Ok here are the details. The contest begins the week of Nov 22nd. Whoever wants to participate will have to either weigh their self or take a body fat measurement sometime between November 22nd – 28th and then post it here with your goal. The contest will last a total of 8 weeks. The same measurement will be taken again 8 weeks from that date during the week of January 17th – 23rd and whoever loses the largest percentage of bodyweight or the largest percentage of body fat divided by two wins. The final measurements have to be posted sometime during the week of Jan 17th and I will declare the winner on Monday Jan 24th. (Don’t jump the gun this week, I would recommend a weekend of binge eating and drinking before you start)

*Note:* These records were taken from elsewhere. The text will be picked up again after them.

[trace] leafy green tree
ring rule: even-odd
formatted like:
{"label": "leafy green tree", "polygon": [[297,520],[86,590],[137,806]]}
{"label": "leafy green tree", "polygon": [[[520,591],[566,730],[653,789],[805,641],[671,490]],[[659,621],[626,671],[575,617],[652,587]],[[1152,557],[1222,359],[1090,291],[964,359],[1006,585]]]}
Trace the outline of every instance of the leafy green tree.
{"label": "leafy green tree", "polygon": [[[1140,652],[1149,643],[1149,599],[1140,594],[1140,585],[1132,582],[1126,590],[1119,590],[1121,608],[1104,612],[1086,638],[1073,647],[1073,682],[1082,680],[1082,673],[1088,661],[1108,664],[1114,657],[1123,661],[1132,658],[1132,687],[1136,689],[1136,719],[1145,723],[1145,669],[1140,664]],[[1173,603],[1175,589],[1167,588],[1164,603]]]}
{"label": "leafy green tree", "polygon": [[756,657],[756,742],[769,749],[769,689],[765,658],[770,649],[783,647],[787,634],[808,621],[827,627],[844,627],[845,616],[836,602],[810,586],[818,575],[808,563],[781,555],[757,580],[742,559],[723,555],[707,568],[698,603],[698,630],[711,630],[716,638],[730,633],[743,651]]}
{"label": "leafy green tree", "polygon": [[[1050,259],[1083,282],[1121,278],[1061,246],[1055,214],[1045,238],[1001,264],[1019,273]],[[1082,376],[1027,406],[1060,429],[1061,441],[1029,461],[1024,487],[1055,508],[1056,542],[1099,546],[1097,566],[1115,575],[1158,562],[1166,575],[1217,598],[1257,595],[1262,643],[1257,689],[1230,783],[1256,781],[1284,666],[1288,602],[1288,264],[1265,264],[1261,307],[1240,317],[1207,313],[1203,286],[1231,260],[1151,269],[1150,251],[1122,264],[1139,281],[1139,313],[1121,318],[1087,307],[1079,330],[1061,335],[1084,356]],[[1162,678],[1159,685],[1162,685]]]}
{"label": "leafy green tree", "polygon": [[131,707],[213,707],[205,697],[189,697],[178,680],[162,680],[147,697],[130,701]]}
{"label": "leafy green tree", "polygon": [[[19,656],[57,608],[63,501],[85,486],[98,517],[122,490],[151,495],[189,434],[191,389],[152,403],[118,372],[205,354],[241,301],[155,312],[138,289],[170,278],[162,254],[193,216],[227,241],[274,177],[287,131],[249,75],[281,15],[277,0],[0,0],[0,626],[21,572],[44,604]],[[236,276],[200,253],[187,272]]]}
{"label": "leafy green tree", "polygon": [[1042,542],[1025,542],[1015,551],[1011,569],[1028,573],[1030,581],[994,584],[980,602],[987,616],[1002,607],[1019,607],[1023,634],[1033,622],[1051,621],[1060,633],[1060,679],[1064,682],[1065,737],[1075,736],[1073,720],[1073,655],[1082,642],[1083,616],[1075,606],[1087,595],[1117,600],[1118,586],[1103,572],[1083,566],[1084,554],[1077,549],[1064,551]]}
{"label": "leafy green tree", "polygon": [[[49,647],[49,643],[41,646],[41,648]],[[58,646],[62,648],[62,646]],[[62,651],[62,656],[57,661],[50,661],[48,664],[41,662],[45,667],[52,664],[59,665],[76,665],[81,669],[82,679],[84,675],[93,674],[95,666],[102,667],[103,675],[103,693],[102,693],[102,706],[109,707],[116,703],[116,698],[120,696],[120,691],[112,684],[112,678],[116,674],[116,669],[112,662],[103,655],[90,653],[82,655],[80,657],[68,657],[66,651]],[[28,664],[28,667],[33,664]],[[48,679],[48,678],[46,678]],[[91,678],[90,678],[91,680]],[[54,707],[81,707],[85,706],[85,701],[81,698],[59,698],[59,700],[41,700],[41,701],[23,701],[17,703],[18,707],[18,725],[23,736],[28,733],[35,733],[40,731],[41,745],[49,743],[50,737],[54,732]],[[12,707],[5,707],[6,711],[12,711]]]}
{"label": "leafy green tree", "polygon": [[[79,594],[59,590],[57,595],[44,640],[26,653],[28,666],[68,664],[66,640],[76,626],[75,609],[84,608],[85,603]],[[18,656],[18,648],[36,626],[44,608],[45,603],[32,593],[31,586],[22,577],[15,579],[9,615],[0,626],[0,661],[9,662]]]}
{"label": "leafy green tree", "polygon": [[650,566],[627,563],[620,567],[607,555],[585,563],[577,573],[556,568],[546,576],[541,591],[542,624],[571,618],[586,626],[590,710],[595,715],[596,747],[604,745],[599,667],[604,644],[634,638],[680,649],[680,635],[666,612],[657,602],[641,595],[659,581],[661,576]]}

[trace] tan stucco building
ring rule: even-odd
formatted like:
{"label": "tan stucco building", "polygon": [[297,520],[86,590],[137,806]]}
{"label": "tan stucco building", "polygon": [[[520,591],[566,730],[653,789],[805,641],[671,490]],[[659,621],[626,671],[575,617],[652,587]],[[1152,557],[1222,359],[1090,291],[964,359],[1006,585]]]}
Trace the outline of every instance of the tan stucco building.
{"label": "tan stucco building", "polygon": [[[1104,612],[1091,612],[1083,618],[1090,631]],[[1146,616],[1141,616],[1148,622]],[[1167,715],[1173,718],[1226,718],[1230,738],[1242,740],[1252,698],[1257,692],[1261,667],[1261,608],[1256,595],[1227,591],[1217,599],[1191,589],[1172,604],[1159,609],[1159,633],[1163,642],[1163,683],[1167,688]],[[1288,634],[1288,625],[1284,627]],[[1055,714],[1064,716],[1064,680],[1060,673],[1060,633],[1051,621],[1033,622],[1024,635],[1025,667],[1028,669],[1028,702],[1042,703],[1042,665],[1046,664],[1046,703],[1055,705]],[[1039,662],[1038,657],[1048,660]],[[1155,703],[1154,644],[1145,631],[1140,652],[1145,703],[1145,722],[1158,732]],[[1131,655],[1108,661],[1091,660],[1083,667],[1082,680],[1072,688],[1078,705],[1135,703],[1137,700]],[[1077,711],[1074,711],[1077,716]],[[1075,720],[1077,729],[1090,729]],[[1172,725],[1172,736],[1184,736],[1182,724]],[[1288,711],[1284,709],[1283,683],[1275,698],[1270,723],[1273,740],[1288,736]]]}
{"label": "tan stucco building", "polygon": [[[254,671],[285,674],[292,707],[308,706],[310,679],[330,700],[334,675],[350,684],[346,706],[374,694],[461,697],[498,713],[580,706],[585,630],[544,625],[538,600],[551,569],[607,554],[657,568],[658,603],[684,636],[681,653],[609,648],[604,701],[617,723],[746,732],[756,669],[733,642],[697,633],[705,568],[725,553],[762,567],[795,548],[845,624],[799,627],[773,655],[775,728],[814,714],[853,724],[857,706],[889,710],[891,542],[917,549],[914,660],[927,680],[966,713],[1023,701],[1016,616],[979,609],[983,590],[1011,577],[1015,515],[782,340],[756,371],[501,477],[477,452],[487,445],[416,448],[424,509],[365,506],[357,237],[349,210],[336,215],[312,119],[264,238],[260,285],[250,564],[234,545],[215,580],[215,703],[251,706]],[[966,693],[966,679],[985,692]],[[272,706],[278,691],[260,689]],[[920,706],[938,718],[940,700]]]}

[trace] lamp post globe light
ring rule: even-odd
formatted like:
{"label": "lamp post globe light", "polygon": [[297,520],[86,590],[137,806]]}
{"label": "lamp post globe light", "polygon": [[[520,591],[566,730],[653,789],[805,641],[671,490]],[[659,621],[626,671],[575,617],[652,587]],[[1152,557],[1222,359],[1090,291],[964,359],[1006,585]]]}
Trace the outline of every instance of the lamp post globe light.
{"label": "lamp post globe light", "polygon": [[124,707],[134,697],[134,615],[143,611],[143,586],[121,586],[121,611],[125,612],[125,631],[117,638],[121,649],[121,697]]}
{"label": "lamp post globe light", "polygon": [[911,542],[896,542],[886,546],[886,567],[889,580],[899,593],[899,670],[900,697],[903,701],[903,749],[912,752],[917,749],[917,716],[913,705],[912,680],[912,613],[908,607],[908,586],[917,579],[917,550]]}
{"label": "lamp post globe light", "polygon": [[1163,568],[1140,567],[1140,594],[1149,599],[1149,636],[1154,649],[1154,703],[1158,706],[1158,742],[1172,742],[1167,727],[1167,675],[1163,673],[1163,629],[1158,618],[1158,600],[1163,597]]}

Before and after pictures are highly recommended and also share with us your strategies, successes and struggles.

A couple of rules:

We need some accountability so you will have to do weekly weigh-in’s or BF measurements. If you don’t want to do these weekly that is fine but you then have to post other stats like how many calories you ate vs. how many you burned etc… You will have to do at least three measurements the first one, then one at 4 weeks and then the final one. And the measurements need to be done with the same scale as used the first time.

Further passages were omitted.